While mRNA profiling experiments highlight temporal building of the gene expression program, a role for this step-wise progression is not completely clear, leading to several unanswered questions.

• Is this step-wise progression important for regulating the timing of signaling pathway activation and/or robustness? If so, what purpose does this serve? Does it support irreversibility of the patterning process? Studies in other systems have provided evidence that “fold-change” may trigger signaling activation rather than a particular threshold level of ligand, arguing that step-wise activation of signaling may be important.

• How is the GRN initiated?
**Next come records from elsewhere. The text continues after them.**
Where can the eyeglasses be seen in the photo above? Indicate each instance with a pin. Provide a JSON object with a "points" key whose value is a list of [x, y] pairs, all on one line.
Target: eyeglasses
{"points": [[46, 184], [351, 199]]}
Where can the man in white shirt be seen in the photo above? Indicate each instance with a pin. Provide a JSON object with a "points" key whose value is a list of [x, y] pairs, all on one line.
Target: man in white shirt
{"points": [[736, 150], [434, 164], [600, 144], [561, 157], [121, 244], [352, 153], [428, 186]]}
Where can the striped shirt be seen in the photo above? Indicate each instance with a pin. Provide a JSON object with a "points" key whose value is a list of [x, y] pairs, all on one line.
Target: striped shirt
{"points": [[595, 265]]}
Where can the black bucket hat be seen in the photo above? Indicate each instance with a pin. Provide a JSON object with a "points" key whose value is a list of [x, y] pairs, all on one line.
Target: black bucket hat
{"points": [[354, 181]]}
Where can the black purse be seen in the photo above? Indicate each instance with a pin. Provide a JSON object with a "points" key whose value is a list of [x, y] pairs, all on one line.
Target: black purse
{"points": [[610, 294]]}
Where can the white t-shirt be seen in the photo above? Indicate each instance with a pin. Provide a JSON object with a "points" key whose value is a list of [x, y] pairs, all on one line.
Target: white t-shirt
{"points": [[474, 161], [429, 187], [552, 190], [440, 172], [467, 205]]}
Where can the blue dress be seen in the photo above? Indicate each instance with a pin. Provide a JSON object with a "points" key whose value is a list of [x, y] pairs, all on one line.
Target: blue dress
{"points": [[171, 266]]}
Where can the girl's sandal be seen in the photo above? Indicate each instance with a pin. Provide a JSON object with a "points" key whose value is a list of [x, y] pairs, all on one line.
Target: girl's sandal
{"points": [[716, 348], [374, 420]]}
In Drosophila, nuclei populate the center of the embryo until NC 9 and only migrate to the periphery at NC 10. This makes their identification and staging by live imaging difficult. A key challenge is to overcome this physical barrier in order to provide insight into initiation of this GRN program.

How is step-wise progression controlled at the cis-regulatory level?

• Do other ubiquitous activators function together to control timing of gene expression in the early embryo? Analysis of the organization of sites within CRMs could help to determine how these relate to timing and levels of gene expression.

• Do CRMs act in sync with particular nuclear cycles and if so, how is this regulated? Is there a temporal hand-off from one enhancer to the next?

• Does post-transcriptional regulation play a role in the regulation of zygotic gene expression? If so, what how does this impact function of genes within this patterning network?

Trends Box.

• The Dorsal transcription factor exhibits changes in levels over time, raising the question of how this morphogen controls patterning of the Drosophila embryo when so dynamic.

• Spatiotemporal examination of a small number of Dorsal target genes had shown gene expression is dynamic as well, and this study was recently expanded using NanoString technology to provide a temporal analysis of ~70 genes in the Drosophila early embryo.

• Quantitative, fine-scale temporal data for levels of transcripts in the early Drosophila embryo has helped clearly define temporal roles for transcription factors and identified gene expression cohorts, to provide new insight into the step-wise progression of the dorsoventral patterning gene regulatory network.